1. In eugenics, we now know that there are more than 600 genetic diseases related to genes. Women using DNA chips for genetic diagnosis early in pregnancy can avoid many genetic diseases.

2. In terms of disease diagnosis, since most diseases are related to genes and are often associated with multiple genes, DNA chips can be used to find the correlation between genes and diseases, thus developing corresponding drugs and proposing new therapeutic methods. The high density of DNA chips and the advantages of parallel processors not only make multi-gene analysis possible, but also ensure that diagnostics are efficient, inexpensive, fast, and simple.

3. Genome matching for organ transplantation, tissue transplantation, and cell transplantation, such as HLA typing.

4. Diagnosis of pathogens, such as identification of bacteria and viruses, identification of drug resistance genes.

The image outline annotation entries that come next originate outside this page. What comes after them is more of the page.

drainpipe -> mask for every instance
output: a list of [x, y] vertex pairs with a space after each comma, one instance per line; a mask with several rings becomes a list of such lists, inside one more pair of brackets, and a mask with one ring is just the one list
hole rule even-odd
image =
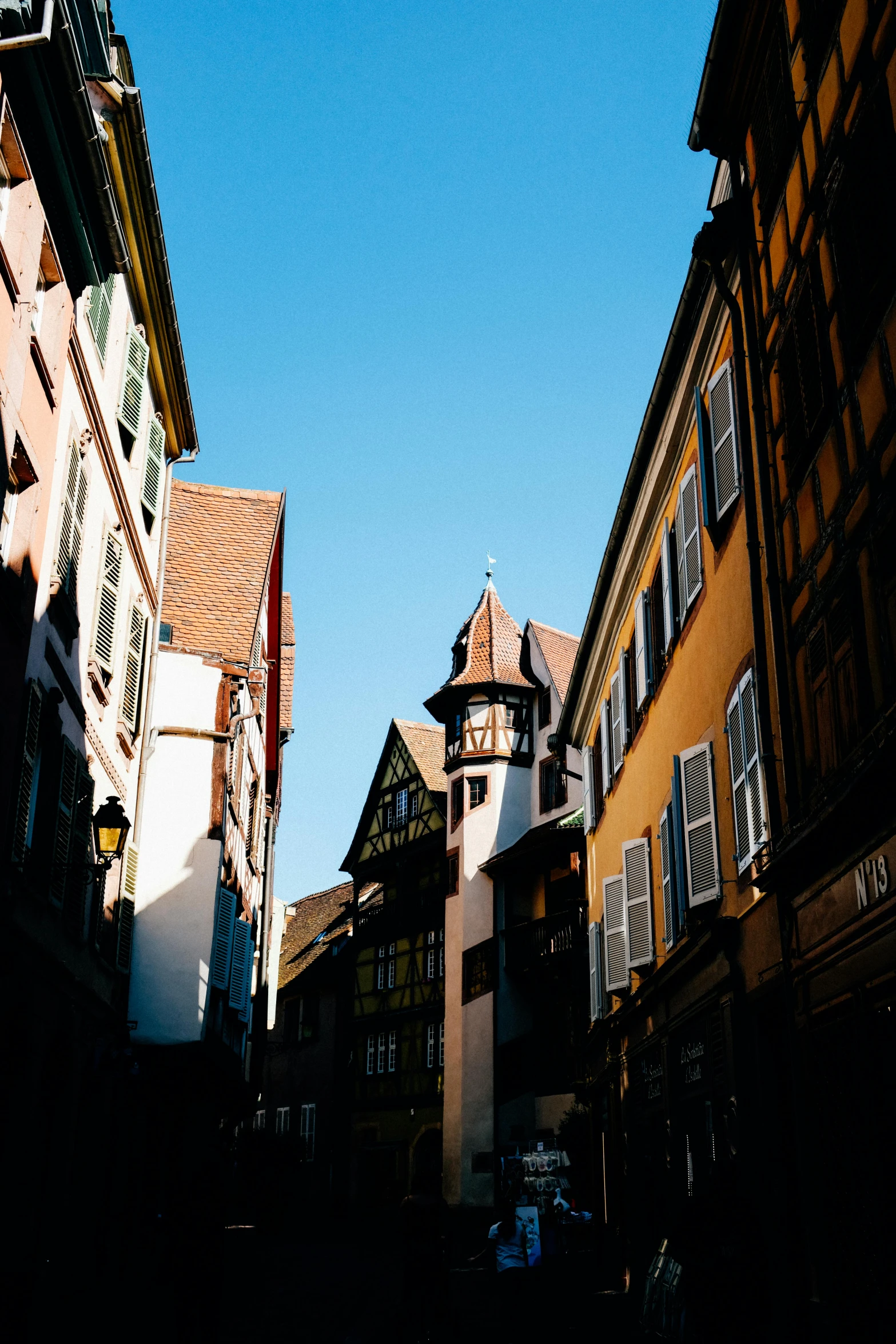
[[[735, 169], [736, 171], [736, 169]], [[732, 208], [728, 210], [727, 207]], [[747, 560], [750, 567], [750, 607], [752, 616], [752, 644], [756, 671], [756, 710], [759, 718], [759, 747], [766, 781], [768, 802], [768, 831], [771, 836], [780, 833], [780, 797], [778, 793], [778, 771], [775, 769], [775, 735], [771, 724], [771, 698], [768, 695], [768, 650], [766, 648], [766, 620], [762, 599], [760, 543], [756, 513], [756, 481], [752, 464], [752, 434], [750, 431], [750, 401], [747, 396], [747, 360], [744, 351], [744, 328], [740, 306], [728, 286], [723, 270], [723, 259], [733, 247], [732, 230], [736, 228], [733, 211], [736, 206], [725, 202], [716, 207], [711, 223], [705, 223], [693, 241], [693, 255], [712, 271], [719, 297], [731, 314], [731, 340], [735, 355], [735, 399], [737, 413], [737, 437], [742, 445], [740, 470], [744, 492], [744, 521], [747, 527]], [[740, 276], [740, 288], [748, 284], [750, 273]]]
[[43, 0], [43, 24], [40, 32], [21, 32], [17, 38], [0, 38], [0, 55], [4, 51], [24, 51], [26, 47], [46, 47], [52, 28], [55, 0]]
[[[165, 495], [161, 505], [161, 540], [159, 544], [159, 582], [156, 585], [156, 616], [152, 624], [152, 645], [149, 649], [149, 679], [146, 681], [146, 716], [144, 723], [152, 723], [152, 711], [156, 699], [156, 671], [159, 668], [159, 626], [161, 625], [161, 599], [165, 591], [165, 555], [168, 551], [168, 516], [171, 512], [171, 480], [172, 470], [176, 462], [195, 462], [199, 449], [195, 448], [192, 453], [183, 457], [172, 457], [169, 462], [165, 464]], [[140, 832], [144, 821], [144, 798], [146, 797], [146, 766], [149, 765], [149, 757], [153, 753], [156, 739], [153, 732], [149, 731], [144, 734], [144, 742], [140, 751], [140, 773], [137, 774], [137, 810], [134, 813], [134, 825], [132, 831], [134, 848], [140, 849]]]

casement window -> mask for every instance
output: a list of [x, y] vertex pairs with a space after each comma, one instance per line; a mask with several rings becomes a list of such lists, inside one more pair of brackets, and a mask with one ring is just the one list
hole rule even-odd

5. In terms of the environmental impact on the human body, it is known that pollen allergies and other human reactions to the environment are related to genes. The comprehensive monitoring of more than 200 genes related to environmental pollution will have important implications for ecological environment control and human health.

6. In forensic science, the DNA chip goes further than previous DNA fingerprinting. It can not only do gene identification, but also depict the facial appearance of living organisms through the life information contained in the DNA. This test is often used after a disaster to identify the identity of the body and to identify the blood relationship between parents and children.

This shows that using DNA chips can quickly and efficiently obtain unprecedented scale of life information. This feature will make DNA chip technology a revolutionary new method and new tool for scientific exploration and medical diagnosis in the future.